The Federal Reserve is taking too much time to raise interest rates and reverse the other elements of its easing program, says Stephen Roach, a senior fellow at Yale University.
"America’s Federal Reserve is headed down a familiar — and highly dangerous — path," he writes in an article for Project Syndicate
"Steeped in denial of its past mistakes, the Fed is pursuing the same incremental approach that helped set the stage for the financial crisis of 2008-2009. The consequences could be similarly catastrophic."
In its policy statement last week, the central bank said it would be "patient" in raising rates. Fed Chair Janet Yellen said a rate hike is unlikely before April. The Fed has kept its federal funds rate target at a record low of zero to 0.25 percent for the last six years.
"[Central bank] policy levers . . . remain at their emergency settings, even though the emergency ended long ago. While this approach has succeeded in boosting financial markets, it has failed to cure bruised and battered developed economies," Roach explains.
"Now it is time for the Fed and its counterparts elsewhere to abandon financial engineering and begin marshaling the tools they will need to cope with the inevitable next crisis. With zero interest rates and outsize balance sheets, that is exactly what they are lacking."

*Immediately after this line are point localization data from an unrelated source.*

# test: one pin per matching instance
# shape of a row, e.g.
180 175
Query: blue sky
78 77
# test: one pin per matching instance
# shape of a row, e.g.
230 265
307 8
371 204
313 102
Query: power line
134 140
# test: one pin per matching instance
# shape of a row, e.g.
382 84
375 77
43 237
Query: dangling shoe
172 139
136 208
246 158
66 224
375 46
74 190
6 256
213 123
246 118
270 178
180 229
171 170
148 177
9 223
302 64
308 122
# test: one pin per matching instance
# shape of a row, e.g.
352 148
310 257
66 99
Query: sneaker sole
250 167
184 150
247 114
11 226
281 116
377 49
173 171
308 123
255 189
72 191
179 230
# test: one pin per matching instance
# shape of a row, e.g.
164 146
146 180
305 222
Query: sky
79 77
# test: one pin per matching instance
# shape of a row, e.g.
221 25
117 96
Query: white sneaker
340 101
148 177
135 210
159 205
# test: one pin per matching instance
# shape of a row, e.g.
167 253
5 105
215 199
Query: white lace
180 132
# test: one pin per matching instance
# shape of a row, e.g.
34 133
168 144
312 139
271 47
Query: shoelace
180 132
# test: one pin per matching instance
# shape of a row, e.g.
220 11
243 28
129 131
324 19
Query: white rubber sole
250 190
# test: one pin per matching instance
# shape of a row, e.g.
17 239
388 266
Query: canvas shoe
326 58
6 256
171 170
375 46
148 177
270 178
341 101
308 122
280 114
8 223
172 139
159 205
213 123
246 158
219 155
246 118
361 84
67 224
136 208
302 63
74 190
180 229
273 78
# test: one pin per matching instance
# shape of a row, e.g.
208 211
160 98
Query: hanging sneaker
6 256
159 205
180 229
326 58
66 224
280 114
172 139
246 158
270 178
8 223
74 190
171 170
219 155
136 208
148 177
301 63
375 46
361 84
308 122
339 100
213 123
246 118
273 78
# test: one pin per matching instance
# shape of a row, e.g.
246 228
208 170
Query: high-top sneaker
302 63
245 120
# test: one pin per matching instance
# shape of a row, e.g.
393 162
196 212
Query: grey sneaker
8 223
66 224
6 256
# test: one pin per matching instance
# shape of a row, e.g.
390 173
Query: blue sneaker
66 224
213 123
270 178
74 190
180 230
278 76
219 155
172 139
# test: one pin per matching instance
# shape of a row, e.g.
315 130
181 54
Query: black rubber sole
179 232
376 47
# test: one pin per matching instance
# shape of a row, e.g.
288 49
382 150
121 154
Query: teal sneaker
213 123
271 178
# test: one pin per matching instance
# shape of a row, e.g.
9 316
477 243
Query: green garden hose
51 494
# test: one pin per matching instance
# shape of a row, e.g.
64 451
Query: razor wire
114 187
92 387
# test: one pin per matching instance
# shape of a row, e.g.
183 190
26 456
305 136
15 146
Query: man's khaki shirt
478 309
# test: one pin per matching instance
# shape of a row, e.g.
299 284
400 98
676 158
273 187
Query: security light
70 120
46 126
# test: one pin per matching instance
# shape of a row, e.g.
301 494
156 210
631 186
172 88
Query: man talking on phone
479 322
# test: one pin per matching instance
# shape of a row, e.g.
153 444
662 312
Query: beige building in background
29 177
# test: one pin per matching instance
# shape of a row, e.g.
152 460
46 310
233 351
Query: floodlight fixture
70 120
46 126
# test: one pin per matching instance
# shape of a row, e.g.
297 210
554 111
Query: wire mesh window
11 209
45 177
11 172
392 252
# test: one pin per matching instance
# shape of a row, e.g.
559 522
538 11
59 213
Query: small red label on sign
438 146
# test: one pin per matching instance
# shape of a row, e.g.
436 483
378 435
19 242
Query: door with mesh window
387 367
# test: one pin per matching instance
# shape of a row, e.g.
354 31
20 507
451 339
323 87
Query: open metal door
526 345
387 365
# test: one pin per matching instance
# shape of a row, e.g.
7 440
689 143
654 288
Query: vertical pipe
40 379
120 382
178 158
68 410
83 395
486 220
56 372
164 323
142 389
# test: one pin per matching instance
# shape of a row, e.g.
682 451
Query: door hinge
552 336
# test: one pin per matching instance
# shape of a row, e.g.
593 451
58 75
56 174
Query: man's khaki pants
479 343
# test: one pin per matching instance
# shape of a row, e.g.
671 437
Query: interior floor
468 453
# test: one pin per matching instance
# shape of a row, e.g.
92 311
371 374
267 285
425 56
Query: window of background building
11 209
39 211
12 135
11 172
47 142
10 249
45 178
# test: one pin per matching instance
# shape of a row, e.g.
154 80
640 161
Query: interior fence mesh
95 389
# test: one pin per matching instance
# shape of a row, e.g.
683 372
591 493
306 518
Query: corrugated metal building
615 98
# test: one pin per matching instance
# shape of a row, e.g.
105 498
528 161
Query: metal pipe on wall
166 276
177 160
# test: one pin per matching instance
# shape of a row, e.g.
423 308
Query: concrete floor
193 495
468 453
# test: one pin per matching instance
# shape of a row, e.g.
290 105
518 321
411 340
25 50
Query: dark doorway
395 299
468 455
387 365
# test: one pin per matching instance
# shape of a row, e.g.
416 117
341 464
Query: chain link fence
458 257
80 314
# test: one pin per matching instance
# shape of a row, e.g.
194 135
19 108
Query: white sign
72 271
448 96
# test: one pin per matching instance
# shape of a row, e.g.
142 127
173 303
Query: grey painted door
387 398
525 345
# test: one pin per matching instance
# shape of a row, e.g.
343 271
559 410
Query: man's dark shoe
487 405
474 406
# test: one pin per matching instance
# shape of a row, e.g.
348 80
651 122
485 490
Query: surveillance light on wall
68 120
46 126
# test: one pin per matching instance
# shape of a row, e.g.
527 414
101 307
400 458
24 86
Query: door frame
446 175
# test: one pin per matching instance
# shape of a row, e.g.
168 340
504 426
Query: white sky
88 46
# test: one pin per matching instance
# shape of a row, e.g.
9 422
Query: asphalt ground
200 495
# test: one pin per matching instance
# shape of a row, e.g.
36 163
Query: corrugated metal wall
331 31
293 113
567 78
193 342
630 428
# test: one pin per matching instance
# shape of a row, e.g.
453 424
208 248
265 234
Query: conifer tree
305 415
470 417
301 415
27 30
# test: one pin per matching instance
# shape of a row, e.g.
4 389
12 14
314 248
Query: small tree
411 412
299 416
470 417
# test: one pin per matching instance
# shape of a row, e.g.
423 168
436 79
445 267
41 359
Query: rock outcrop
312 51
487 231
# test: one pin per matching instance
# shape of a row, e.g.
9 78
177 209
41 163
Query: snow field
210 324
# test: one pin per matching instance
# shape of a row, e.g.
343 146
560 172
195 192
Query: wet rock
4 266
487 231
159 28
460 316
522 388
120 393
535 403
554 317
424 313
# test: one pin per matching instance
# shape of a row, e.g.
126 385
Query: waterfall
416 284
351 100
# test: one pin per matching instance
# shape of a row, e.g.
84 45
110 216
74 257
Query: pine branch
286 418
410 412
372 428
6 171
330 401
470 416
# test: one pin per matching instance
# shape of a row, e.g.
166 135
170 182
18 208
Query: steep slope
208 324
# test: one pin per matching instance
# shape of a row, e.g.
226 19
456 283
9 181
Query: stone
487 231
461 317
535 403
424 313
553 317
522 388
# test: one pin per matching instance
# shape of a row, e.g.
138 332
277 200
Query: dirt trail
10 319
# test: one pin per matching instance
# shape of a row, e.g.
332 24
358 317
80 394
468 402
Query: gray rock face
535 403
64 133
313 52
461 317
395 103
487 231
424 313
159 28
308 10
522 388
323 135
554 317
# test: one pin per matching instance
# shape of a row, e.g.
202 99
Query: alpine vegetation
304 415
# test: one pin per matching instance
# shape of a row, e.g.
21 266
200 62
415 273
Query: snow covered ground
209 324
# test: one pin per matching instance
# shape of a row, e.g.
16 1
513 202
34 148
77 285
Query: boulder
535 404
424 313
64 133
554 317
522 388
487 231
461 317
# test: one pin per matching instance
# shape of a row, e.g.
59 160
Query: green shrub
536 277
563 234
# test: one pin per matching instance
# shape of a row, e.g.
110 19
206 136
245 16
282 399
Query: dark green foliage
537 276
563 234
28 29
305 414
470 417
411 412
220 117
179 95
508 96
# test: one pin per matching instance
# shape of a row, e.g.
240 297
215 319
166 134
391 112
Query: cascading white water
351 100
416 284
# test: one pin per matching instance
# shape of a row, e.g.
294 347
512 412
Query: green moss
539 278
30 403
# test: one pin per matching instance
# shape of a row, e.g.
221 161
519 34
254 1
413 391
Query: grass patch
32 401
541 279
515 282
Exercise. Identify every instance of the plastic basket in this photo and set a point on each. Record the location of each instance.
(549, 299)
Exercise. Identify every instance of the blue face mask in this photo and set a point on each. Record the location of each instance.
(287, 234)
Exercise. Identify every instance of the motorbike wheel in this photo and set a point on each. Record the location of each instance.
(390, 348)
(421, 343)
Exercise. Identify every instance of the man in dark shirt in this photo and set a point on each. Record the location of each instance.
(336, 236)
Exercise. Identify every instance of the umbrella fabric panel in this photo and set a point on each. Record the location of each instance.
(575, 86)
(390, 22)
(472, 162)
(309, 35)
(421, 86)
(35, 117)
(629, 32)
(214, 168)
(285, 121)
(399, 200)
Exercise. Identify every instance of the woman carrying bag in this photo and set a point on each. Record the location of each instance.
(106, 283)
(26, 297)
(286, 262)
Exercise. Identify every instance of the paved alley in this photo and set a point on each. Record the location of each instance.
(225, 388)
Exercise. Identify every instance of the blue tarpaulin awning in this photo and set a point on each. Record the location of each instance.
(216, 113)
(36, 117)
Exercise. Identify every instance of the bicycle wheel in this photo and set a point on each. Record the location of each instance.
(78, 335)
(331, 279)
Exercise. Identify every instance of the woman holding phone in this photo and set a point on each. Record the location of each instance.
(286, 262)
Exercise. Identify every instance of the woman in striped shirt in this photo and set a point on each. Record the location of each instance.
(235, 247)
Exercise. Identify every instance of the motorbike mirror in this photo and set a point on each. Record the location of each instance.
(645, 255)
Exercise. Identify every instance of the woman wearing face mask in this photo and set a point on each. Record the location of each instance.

Meanwhile, Helena Morrissey, CEO of Newton Investment, says central bank stimulus has made investors overly complacent.
"Investors are extrapolating the past six years, a time when the biggest monetary policy experiment of all time has fuelled a complacent belief in the ability of central banks to do whatever it takes to underpin asset prices," she writes in The Telegraph
Morrissey says "mind-boggling" amounts of quantitative easing have created money "out of thin air to buy financial assets." Investors have "quickly became addicted to the money creation drug."